Structures of GlcCer, GlcCer intermediates, and sterylglucoside produced by C. neoformans. a Initial steps for C. neoformans GlcCer biosynthesis (pathway conserved between humans and fungi). b Final steps of GlcCer biosynthesis (specific for fungi and mutant strains discussed here). c Sterylglucoside hydrolysis by sterylglucosidase
GlcCer has been also considered a target for new antifungal drugs [9]. Cerezyme, an enzyme that metabolizes GlcCer, promoted deficiencies in C. neoformans that were similar to those observed in the Δgcs1 strain, including membrane integrity defects, and reduced its ability to grow in physiological CO2 atmosphere. Treatment with Cerezyme prolonged the survival of intranasally infected mice [43]. More recently, a new class of a synthetic drug able to reduce synthesis of fungal GlcCer was reported by Mor and colleagues [40]. The hydrazide derivatives D0 and BHBM were efficient in vivo against several fungal pathogens, including C. neoformans. Both drugs affected fungal cell morphology promoting the accumulation of intracellular vesicles. According to this study, proteins involved with vesicular transport and cell cycle progression were targeted. These studies were followed by the generation of acylhydrazones derivatives with even lower toxicity to mammalian cells and a higher anticryptococcal activity in vitro and in vivo [44].
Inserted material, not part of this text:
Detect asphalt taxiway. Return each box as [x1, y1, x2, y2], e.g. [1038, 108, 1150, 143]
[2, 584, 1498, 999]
The results discussed above characterize GlcCer as a virulence regulator that participates intensively during membrane and cell surface organization. In addition, GlcCer is conserved in a list of fungal pathogens [45, 46]. Thus, if immunogenic, GlcCer would be an interesting target for the development of a vaccine formulation. A set of data validates this hypothesis. Almost two decades ago, Rodrigues and colleagues demonstrated that antibodies against GlcCer are produced by patients with cryptococcosis and other fungal infections, including histoplasmosis, aspergillosis, and paracoccidioidomycosis [30]. The anti-GlcCer reactivity was concentrated at the C. neoformans cell wall and distinctively enriched at budding sites. Interestingly, localization of GlcCer at the cell surface was considerably higher under neutral pH and high CO2, conditions regularly found by yeasts of C. neoformans during infection [43]. Furthermore, incubation of C. neoformans with anti-GlcCer resulted in inhibition of cell budding and fungal growth in vitro [30]. In a subsequent study, passive immunization of mice with anti-GlcCer followed by a lethal inoculum with C. neoformans prolonged the survival of A/J mice [47]. Intriguingly, at the first week of infection, the antibody administration did not reduce the CFU number in the lungs. In contrast, anti-GlcCer reduced significantly the inflammatory response when compared with control systems. The mechanisms by which anti-GlcCer controls inflammation are not clear, but it could be related to neutralization of GlcCer-containing extracellular vesicles (EVs). In fact, in the initial investigation showing the localization of GlcCer in C. neoformans, an association with vesicles was suggested [30]. This hypothesis was confirmed years later when C. neoformans EVs were isolated for the first time [48]. Analysis of lipid composition of C. neoformans EVs revealed GlcCer and sterols as their major neutral lipids. Since EVs produced by C. neoformans were associated with an increase in blood-brain barrier permeability and inflammatory response, treatment with anti-GlcCer antibodies could have a direct effect in disease control [49]. In fact, monoclonal antibodies can change the protein loading and modulatory activity of EVs released by Histoplasma capsulatum [50, 51]. It is possible then that anti-GlcCer impairs EV release or neutralizes the EVs already released inside the host.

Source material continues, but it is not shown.